L’idea dell’eclissi culturale che svuota i singoli di ogni valore e li lascia sbandati dentro un coacervo di ipotesi che non conoscono, rappresenta l’antitesi del dialogo e del confronto.

Peraltro viene denigrato il relativismo, ma solo per poterlo applicare lì dove più conviene:

il federalismo fiscale è anti-relativismo perché premia talune regioni che per motivi contingenti si ritrovano a godere di una migliore e più proficua produttività, per penalizzare le altre che quei motivi contingenti e temporanei non hanno. L’utilizzo differenziato della giustizia è antirelativismo, specie quanto propone tolleranza zero per taluni reati e massima tolleranza per altri reati, addirittura legiferando per ammorbidire l’impatto del reato con il concetto di giustizia, come la depenalizzazione di taluni reati.
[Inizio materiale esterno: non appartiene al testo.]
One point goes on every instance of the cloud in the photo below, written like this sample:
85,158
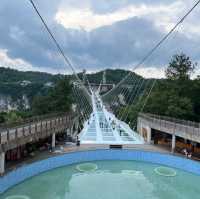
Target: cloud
96,34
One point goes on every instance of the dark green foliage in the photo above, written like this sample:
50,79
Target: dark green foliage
59,99
180,68
178,96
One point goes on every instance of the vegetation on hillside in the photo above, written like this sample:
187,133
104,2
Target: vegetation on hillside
177,96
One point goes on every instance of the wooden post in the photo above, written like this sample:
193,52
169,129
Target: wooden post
2,163
173,143
53,144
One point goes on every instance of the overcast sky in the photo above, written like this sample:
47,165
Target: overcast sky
96,34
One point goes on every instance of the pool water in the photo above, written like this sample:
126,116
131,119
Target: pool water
109,180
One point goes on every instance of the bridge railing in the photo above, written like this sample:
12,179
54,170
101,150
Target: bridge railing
170,119
171,125
42,125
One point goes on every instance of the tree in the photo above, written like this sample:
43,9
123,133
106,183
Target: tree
180,68
59,99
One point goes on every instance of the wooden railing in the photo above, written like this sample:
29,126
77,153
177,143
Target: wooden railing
182,128
36,128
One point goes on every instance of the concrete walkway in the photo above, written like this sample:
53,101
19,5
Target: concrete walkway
68,148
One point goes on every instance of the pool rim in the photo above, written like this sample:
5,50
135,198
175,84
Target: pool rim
30,170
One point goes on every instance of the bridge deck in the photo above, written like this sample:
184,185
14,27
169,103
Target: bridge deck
104,128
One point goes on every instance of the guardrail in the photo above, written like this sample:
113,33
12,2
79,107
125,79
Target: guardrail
35,129
186,129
L’uso della Sanità non equilibrato è antirelativismo quando fornisce servizi primari da una parte e malasanità da un’altra. E così via. Trasportare poi l’antirelativismo sul terreno della ricerca del giusto e del non giusto, del vero e del falso, rischia di riportarci a una nuova sofistica, dove giusto e vero coincidono con le scelte del più forte e servono solo a dilatare sempre più la forbice che divide i possessori dai nullatenenti, i produttori dai consumatori, i creditori dai debitori, elevando un muro insonorizzato attraverso il quale ogni ipotesi di dialogo diventa impossibile.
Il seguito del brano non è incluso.